# Adding glycerine to fog fluid



## Otaku (Dec 3, 2004)

I've read a few posts about adding glycerine to fog fluid to increase fog density. Most say don't do it as the pump/nozzle/heater may clog. Has anyone actually tried this and if so, what proportion of glycerine did you use, and were you successful in increasing the fog density? I'd prefer to buy an off-the-shelf fluid, like Froggy's Swamp Fluid, but the $35 dollar shipping charge puts it out of reach. I'm using a Chauvet F-1250 fogger.


----------



## ScareShack (May 26, 2006)

I had read something about the juice is balnced in mixture and adding more may be a health risk. u may want to check on that, just something i read.


----------



## Otaku (Dec 3, 2004)

Well, after doing my homework on this site and others, the vote goes to not messing with the fog juice. So, having said that, can anyone ring in on how well Froggy's Swamp Juice works? As you can see, I'm trying to increase fog density and hang time without having to get another fogger (and build another chiller!).


----------



## Bone Dancer (Oct 7, 2005)

This may not be what you want to hear, but in the end getting the second fogger ( IMO ) is the way to go. What difference you may gain in altering the fluid mixture can be so easily lost by the weather. I know this can be said of having two foggers,but you are not risking clogs ect.
Something to post on your calender is to check the pre and post halloween sales for fluid and other items.
As to chillers. The one I use is no more then a six foot length of stove pipe (8") into which I dump two bags of ice cubes, lay in on the ground, level up the ice end to end and place the fogger on one end.

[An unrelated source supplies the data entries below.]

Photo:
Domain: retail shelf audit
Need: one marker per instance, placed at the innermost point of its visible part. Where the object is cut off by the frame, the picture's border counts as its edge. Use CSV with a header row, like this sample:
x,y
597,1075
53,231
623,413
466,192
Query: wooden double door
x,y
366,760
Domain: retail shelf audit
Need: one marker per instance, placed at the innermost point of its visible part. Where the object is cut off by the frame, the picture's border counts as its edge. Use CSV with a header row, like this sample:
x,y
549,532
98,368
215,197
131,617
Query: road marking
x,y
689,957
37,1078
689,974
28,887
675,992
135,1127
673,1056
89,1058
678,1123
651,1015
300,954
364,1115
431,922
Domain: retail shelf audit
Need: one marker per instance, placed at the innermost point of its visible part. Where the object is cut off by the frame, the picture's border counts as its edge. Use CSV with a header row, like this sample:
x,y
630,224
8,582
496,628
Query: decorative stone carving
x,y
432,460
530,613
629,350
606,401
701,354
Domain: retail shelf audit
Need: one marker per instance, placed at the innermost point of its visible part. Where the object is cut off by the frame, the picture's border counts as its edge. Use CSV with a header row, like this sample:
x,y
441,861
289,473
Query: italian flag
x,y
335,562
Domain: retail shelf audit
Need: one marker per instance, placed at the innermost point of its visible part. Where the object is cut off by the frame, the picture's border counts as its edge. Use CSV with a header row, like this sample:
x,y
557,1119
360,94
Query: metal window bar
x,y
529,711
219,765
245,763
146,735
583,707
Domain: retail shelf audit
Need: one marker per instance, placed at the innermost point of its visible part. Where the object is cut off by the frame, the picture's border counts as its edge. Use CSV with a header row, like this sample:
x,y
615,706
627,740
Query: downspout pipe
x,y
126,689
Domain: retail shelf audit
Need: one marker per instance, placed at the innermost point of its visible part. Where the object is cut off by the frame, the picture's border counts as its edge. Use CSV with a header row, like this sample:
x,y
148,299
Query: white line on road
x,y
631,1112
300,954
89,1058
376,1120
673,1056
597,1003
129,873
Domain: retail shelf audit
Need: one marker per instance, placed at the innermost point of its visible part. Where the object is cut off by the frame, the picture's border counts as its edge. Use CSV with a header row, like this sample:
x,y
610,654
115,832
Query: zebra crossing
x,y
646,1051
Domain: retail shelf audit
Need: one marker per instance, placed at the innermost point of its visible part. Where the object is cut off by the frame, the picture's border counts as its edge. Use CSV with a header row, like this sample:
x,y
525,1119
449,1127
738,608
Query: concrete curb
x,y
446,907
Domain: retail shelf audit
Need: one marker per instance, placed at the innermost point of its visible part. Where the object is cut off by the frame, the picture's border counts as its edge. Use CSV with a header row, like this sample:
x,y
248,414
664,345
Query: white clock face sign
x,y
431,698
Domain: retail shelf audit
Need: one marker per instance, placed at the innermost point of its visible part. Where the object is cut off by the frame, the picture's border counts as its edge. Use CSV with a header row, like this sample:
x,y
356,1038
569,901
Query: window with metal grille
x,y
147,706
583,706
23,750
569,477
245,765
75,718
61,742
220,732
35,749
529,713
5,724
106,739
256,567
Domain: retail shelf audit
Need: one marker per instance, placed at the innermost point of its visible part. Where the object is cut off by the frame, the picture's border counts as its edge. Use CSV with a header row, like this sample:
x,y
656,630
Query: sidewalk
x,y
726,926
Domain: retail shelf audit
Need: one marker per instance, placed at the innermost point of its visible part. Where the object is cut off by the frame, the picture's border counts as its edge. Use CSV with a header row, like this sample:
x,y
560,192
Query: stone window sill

Simple but effective.


----------



## TwistedDementia (May 2, 2007)

Otaku said:


> can anyone ring in on how well Froggy's Swamp Juice works?


I just bought some at MHC and tried it on two different foggers, the results were I did notice a thicker fog and a better lasting time with the froggy's but not enough to justify a really high priced shipping, if they can lower the shipping then It's worth buying the Froggy's.

BTW the for shipping, how much juice is shipped for $35 and what carrier? Because If that's for more than a gal. that's not to bad because of the weight.


----------



## Otaku (Dec 3, 2004)

That's for a 4-gallon case. I don't know the carrier, probably UPS. It puts the total over $100 for the whole thing. My wife would kill me.


----------



## IshWitch (May 31, 2006)

How much does regular fog juice run in your neck of the woods? It is $20 a gallon around here. Of course the small bottles cost more in the long run so I only buy it by the gallon.


----------



## Otaku (Dec 3, 2004)

It's about the same price, for the juice at Spirit Halloween. I wanted to try some of the higher end fluid this year, but there are no local distributors. Seems like all are in FL or the Northeast.


----------



## Vlad (Aug 2, 2005)

I'm no chemist, but I suspect that these "specialty" fog juices are altered normal fog juice. It makes me wonder if they've been tested to see if they're within the health standards of normal fog juice.


----------



## halloweengoddessrn (Feb 14, 2007)

I have bought Froggys for the last 2 years on eBay- I LOVE IT! I buy it by the case- I just suck up the shipping charges.


----------